The Greatest Hits Network just died

Tony Blackburn understands radioAcross a lot of the north of England and the south and east of Scotland the ‘oldies’ stations are mainly owned by Bauer Media and all broadcast exactly the same programming. It generally comes from Manchester.  Each of the transmitters it goes through uses a different radio station name to give the illusion of localness, but is relaying the same ‘greatest hits’ network.

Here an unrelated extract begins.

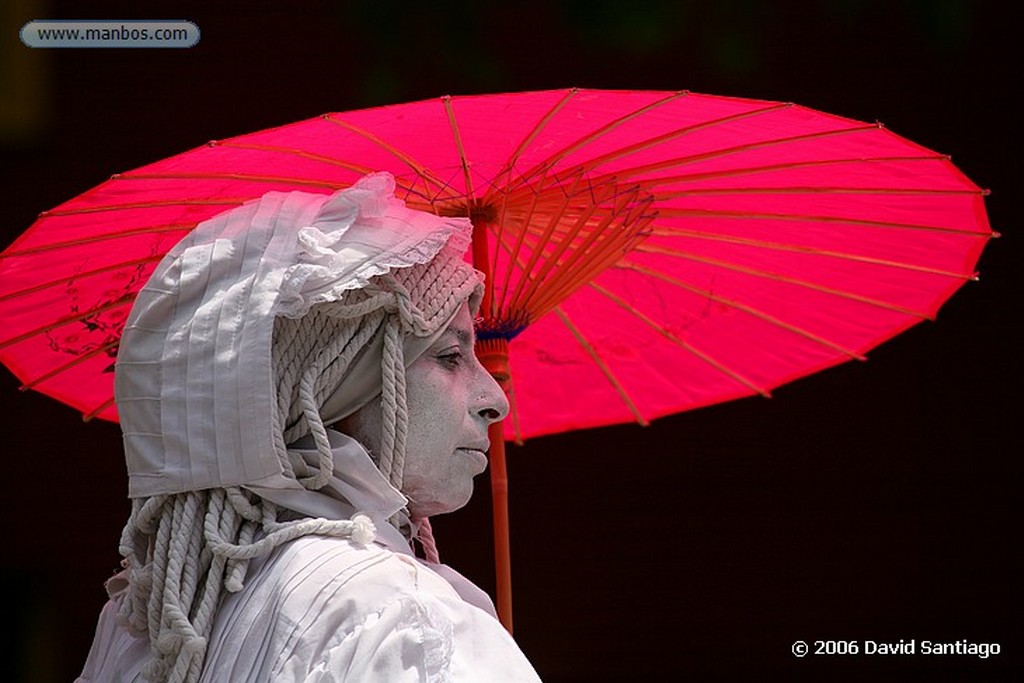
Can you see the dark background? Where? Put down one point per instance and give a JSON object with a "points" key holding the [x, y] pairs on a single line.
{"points": [[873, 501]]}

Clever trickery means that a pre-recorded “It’s Radio City 2…” will fire off in Liverpool whilst “It’s Radio Aire 2…” fires off in Leeds, and so on in all of the dozens of locations.  The idea is that the presenter’s sentence starts with that pre-recorded phrase and then continues with whatever it may be he (for it’s virtually never a ‘she’) is saying.  In theory the ordinary listener shouldn’t notice the disjointed inflection as he tries to match the ‘bounce’ of the recorded phrase.  And of course, since nobody’s actually listening (as opposed to having the station on in the background) nobody notices when he predominantly fails to ‘match’.

Sadly, presenters are only allowed to speak after every three or four songs have finished playing on ‘the greatest hits‘ network.  He will usually trot out a bit of standard on-line show-prep about a survey that says how many hours we must sleep in the day in order to live to a hundred. Or how many Queens in history have enjoyed Marmite.  Then of course, he will list the artists due to be played, and go to a very long commercial break.

After the adverts finally shut the feck up, then the songs play one after the other devoid of any presentation of anything to make the listener feel special or the radio station appear compellingly ‘unique’.

The one exception to the tedious and lonely format was the weekly show presented by the legendary Tony Blackburn.  Tony served his listeners with a very personalised fun filled selection of songs and infectiously interacted with the songs and the listeners. His listeners.

With Tony, the songs are indeed played back-to-back, but with his voice darting around them to read out dedications and pass on information.  Then he gets out of the way to let the song actually play.

Sadly, Tony Blackburn has now left Bauer’s Greatest Hits Network.

So, now the station has nobody presenting radio shows.  Just song after song after song and then somebody boringly talking three times each hour. The Greatest Hits Network has now completely died.

One comment

  1. The situation is slightly better in Liverpool on Radio City 2 only because it has to have some local shows with people such as Rick Houghton & Simon Ross from Liverpool who used to be on Radio City, then it also has the Pete Price phone-in and in the networked output a soul and a country show, but agree overall, the neighboring Key 2 & Rock FM2 just has the networked schedule, they probably drop the travel updates and local news in and that’s about it. Previously of course before Bauer did the 1, 2 & 3 stations, these 2 stations were networked as part of the Magic AM network with only a local breakfast show, now they don’t even have that even whilst under relaunched local names.

    They should definitely allow presenters more freedom and to talk more often, I only listen to the Liverpool output on Radio City 2, no wonder why!